The imperfect correlation between recommended antibiotics and clinical observations over the years has given rise to the “90–60” rule, which holds that infections caused by isolates defined as “susceptible” respond well to therapy in 90% of cases, whereas infections caused by isolates defined as “resistant” respond well in 60% of cases.

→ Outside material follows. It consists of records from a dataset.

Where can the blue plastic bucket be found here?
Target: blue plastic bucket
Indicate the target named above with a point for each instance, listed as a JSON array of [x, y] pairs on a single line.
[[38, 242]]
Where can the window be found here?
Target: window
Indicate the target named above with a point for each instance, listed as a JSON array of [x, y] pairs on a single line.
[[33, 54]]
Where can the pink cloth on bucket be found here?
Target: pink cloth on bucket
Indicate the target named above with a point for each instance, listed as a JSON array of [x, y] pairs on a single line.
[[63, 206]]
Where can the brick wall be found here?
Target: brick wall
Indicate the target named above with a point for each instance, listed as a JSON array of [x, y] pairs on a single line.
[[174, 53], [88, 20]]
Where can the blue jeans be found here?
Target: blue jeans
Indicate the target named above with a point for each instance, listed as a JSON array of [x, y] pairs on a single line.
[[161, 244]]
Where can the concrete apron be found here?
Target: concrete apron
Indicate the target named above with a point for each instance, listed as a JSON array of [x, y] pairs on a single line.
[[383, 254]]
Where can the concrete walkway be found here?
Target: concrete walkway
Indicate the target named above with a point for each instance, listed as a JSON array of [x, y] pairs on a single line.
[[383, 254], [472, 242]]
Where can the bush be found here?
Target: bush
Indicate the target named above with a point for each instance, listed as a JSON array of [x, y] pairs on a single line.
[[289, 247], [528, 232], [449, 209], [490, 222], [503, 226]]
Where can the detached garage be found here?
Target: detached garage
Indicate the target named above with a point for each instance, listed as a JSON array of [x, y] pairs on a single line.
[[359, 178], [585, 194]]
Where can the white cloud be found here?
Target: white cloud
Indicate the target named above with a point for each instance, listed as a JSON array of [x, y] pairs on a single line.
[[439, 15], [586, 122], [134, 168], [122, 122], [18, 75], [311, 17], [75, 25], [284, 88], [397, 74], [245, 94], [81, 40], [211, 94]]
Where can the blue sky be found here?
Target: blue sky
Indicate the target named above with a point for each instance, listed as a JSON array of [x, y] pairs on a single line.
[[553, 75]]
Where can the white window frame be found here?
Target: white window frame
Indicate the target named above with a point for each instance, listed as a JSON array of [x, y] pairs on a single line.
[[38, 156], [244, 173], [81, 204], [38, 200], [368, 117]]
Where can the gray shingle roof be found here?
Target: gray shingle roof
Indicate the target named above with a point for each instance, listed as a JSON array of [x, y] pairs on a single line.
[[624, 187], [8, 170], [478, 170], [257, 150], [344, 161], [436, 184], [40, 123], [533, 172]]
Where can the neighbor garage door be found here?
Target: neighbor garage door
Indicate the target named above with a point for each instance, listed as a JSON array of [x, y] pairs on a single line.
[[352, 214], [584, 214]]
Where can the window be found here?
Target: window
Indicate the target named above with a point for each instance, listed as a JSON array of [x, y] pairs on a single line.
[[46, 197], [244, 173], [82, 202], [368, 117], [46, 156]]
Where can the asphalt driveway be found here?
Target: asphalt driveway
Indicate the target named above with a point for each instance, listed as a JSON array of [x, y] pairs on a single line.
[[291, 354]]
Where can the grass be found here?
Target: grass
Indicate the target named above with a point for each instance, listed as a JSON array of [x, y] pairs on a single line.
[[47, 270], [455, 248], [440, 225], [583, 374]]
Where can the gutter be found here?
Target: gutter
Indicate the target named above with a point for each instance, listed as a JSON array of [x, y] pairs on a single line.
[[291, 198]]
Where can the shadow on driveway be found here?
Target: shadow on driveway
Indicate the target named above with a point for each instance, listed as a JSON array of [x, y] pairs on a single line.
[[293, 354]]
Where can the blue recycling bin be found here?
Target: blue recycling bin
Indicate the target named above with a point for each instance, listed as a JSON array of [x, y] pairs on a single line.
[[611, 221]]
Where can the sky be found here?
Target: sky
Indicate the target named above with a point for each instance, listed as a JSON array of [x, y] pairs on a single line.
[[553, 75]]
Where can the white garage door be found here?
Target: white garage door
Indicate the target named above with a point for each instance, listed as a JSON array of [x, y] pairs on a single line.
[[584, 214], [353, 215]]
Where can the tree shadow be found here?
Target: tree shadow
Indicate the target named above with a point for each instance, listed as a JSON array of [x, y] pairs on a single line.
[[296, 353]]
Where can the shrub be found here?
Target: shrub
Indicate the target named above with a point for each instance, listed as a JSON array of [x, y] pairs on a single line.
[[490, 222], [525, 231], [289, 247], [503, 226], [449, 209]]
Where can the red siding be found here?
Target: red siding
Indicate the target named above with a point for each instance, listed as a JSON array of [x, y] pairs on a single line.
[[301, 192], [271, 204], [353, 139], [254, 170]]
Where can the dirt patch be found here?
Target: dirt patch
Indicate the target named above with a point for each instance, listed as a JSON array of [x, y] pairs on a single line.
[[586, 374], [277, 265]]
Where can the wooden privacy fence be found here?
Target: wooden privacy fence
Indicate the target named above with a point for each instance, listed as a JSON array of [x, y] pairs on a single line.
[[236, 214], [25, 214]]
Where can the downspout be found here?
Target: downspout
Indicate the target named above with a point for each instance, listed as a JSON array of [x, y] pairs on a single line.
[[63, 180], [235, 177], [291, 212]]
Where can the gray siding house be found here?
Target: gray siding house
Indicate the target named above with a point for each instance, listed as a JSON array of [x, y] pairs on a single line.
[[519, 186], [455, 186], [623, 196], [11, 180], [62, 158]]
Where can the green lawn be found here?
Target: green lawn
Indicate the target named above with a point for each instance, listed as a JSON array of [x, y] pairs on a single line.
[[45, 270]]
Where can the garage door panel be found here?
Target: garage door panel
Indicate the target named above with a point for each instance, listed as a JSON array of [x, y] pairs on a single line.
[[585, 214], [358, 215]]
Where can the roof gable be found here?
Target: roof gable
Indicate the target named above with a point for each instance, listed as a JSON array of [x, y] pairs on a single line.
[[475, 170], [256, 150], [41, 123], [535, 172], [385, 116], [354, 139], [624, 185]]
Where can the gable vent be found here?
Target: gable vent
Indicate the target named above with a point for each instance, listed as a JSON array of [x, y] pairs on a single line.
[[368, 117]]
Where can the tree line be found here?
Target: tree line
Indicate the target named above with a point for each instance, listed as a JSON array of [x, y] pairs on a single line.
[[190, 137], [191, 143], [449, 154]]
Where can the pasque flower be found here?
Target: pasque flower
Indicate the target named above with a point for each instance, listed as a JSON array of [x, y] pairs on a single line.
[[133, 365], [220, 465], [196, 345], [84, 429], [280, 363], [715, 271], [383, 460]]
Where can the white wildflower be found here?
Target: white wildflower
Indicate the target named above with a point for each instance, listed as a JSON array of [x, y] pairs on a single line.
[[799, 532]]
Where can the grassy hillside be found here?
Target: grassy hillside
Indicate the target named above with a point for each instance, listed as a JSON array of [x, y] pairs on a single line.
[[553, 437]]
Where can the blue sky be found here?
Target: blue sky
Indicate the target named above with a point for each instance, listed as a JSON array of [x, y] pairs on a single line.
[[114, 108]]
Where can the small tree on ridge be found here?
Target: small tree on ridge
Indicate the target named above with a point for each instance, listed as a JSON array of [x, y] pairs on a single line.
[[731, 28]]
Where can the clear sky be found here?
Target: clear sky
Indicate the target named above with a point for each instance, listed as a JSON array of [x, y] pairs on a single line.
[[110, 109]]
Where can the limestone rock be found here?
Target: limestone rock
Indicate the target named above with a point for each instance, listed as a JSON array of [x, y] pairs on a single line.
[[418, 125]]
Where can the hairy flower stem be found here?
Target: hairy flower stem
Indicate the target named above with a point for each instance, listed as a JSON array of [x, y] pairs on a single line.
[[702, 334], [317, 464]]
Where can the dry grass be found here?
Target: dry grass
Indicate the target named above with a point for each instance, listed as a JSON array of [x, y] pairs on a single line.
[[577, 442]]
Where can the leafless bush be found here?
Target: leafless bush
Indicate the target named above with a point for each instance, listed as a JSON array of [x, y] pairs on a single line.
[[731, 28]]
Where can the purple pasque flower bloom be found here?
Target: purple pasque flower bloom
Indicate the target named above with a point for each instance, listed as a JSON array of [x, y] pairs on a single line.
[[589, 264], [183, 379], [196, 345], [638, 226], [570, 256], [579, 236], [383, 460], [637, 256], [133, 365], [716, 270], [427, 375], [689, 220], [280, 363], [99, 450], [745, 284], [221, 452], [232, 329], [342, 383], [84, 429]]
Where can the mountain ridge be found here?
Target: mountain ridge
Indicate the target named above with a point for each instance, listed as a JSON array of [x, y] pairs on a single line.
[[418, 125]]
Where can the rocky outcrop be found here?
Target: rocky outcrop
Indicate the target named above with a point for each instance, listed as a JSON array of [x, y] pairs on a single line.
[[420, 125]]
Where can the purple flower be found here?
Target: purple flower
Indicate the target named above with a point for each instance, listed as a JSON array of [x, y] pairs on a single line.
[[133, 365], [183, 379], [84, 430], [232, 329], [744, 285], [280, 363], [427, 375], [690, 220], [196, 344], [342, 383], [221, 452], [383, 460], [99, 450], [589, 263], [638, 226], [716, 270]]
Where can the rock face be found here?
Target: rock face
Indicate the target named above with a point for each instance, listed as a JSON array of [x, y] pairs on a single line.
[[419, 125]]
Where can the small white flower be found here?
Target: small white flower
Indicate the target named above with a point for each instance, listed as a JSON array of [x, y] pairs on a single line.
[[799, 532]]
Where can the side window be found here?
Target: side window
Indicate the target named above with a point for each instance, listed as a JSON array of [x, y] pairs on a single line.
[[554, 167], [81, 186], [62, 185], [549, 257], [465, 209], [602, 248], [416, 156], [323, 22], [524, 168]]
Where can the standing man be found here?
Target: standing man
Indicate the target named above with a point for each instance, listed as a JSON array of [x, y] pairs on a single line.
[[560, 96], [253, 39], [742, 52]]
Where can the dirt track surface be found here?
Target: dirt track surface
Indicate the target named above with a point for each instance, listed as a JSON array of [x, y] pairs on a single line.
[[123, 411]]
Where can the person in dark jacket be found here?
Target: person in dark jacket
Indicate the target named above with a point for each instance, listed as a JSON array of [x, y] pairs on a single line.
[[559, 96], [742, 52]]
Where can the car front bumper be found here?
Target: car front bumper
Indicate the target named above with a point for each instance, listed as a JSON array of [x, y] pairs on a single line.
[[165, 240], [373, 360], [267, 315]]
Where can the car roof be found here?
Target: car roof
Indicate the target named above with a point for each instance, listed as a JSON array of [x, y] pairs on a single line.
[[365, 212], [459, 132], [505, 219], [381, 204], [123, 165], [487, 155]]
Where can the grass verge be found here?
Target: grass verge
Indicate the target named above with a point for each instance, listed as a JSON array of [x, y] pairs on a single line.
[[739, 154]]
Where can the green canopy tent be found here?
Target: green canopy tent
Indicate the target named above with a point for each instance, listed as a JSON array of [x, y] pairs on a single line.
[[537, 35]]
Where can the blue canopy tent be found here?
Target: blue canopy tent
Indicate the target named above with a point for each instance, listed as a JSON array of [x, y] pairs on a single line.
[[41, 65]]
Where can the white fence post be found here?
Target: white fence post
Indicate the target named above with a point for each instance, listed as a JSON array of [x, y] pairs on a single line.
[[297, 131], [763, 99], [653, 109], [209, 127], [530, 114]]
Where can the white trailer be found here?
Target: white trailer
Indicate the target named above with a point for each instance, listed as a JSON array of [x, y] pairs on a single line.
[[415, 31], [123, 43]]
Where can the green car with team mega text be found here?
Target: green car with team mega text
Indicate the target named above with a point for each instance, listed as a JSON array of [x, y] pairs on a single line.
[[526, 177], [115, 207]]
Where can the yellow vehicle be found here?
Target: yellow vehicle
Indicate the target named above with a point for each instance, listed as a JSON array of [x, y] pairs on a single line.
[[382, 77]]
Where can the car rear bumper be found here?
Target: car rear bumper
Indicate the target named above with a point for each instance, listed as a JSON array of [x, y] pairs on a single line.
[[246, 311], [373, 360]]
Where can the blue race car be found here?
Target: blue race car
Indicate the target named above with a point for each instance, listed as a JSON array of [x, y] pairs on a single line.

The implications of all this in the fight against antimicrobial resistance are significant, says Mahan, given that it takes 10 to 15 years at a cost of $1.7 billion to bring a new drug to market. “Reevaluation of existing antibiotics may be of far greater benefit,” especially since 95% of antibiotic research is being done by small and woefully under-funded biotech companies and most of them have never made a product.
For big pharma, sales for a given antibiotic are less than $50 million annually relative to the enormous cost of developing a single agent, he says. “It’s a no-win situation. You either must charge more or subsidize the pharmaceutical companies since they have basically abandoned antibiotic research because it is fiscally untenable.”
Adoption of the new AST approach might not be entirely welcome news to the few companies that have made a capital investment in an antibiotic if it is revealed to have limited effectiveness, he says. However, the ubiquitous Z-Pak—which has been generic since 2005—has emerged as a clear winner. “It scores very low on the gold-standard test for MRSA and thus is not [up to now] prescribed for this indication.”
Sepsis not only has an unreasonably high 30% mortality rate, Mahan says, even if patients survive, retrospective studies have shown they have an “irreversibly shortened” lifespan since the condition causes massive inflammation and clotting throughout the body. And many survivors have cognitive decline.
For hospitals, sepsis is also incredibly expensive to treat, he continues. This is because death results from multiple organs being deprived of oxygen. This occurs because of blood clotting throughout the body—termed disseminated intravascular coagulation (DIC)—or “death is coming” in physician vernacular. Also, blood vessels become very leaky, causing a catastrophic drop in blood pressure. Hospitals routinely use a sequential organ failure assessment score (SOFA) to track this deadly cascade of events, and those tests are costly.
A human subjects protocol allowing use of the new AST approach in selective cases is undergoing approval at Santa Barbara Cottage Hospital, Mahan reports. Treatment for patients in sepsis that are not responding to their standard antibiotic regimen will now also include antibiotics recommended by the new test, termed adjunctive therapy.
If researchers succeed in demonstrating that the addition of new AST improves patient outcomes, as Mahan fully expects will happen, they will have moved the test a step closer to the day when it theoretically replaces the gold-standard test for antibiotic susceptibility. The change will undoubtedly happen, he says, because the new test requires no change in instrumentation or procedures and promises significant cost and life savings.